Cluster deployment is to deploy the DolphinScheduler on multiple machines for running massive tasks in production.

If you are a new hand and want to experience DolphinScheduler functions, we recommend you install follow Standalone deployment. If you want to experience more complete functions and schedule massive tasks, we recommend you install follow pseudo-cluster deployment. If you want to deploy DolphinScheduler in production, we recommend you follow cluster deployment or Kubernetes deployment.

Deployment Steps

Cluster deployment uses the same scripts and configuration files as pseudo-cluster deployment, so the preparation and deployment steps are the same as pseudo-cluster deployment. The difference is that pseudo-cluster deployment is for one machine, while cluster deployment (Cluster) is for multiple machines. And steps of “Modify Configuration” are quite different between pseudo-cluster deployment and cluster deployment.

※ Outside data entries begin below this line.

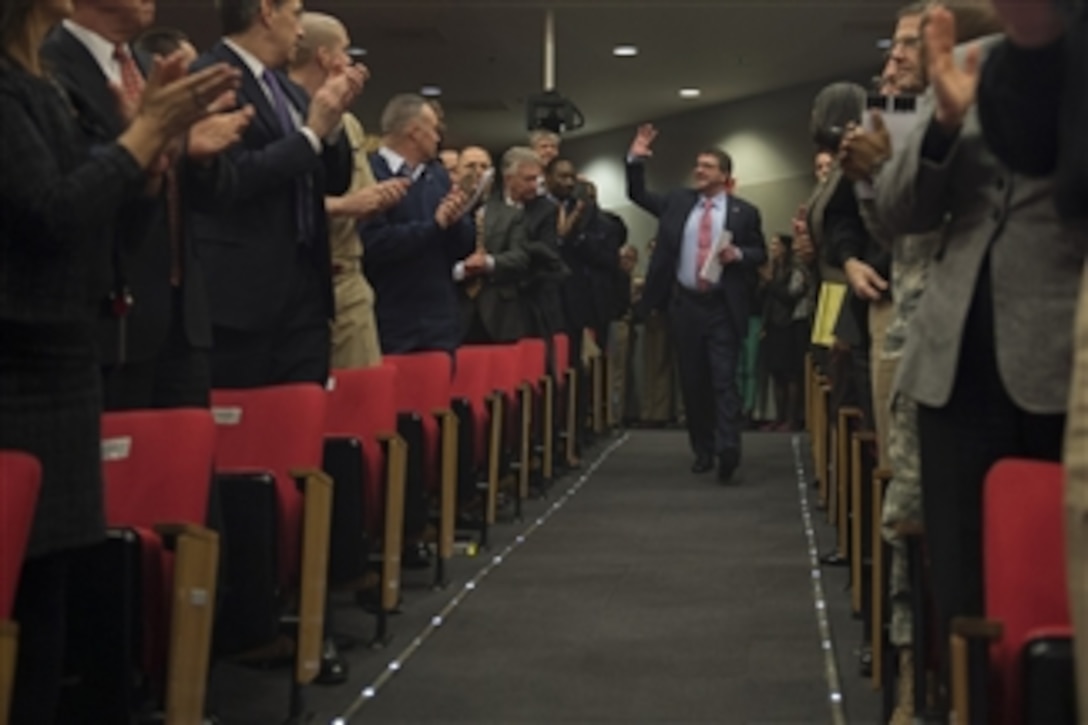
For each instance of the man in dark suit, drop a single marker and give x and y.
(708, 318)
(155, 332)
(266, 249)
(412, 247)
(493, 309)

Prerequisites and DolphinScheduler Startup Environment Preparations

Configure all the configurations refer to pseudo-cluster deployment on every machine, except sections Prerequisites, Start ZooKeeper and Initialize the Database of the DolphinScheduler Startup Environment.

Modify Configuration

This step differs quite a lot from pseudo-cluster deployment, because the deployment script transfers the required resources for installation to each deployment machine by using scp. So we only need to modify the configuration of the machine that runs install.sh script and configurations will dispatch to cluster by scp. The configuration file is under the path bin/env/install_env.sh, here we only need to modify section INSTALL MACHINE, DolphinScheduler ENV, Database, Registry Server and keep other sections the same as [pseudo-cluster deployment](pseudo-cluster .md), the following describes the parameters that must be modified:

  1. # ---------------------------------------------------------
  2. # INSTALL MACHINE
  3. # ---------------------------------------------------------
  4. # Using IP or machine hostname for the server going to deploy master, worker, API server, the IP of the server
  5. # If you using a hostname, make sure machines could connect each other by hostname
  6. # As below, the hostname of the machine deploying DolphinScheduler is ds1, ds2, ds3, ds4, ds5, where ds1, ds2 install the master server, ds3, ds4, and ds5 installs worker server, the alert server is installed in ds4, and the API server is installed in ds5
  7. ips="ds1,ds2,ds3,ds4,ds5"
  8. masters="ds1,ds2"
  9. workers="ds3:default,ds4:default,ds5:default"
  10. alertServer="ds4"
  11. apiServers="ds5"

Start and Login DolphinScheduler

Same as pseudo-cluster

Start and Stop Server

Same as pseudo-cluster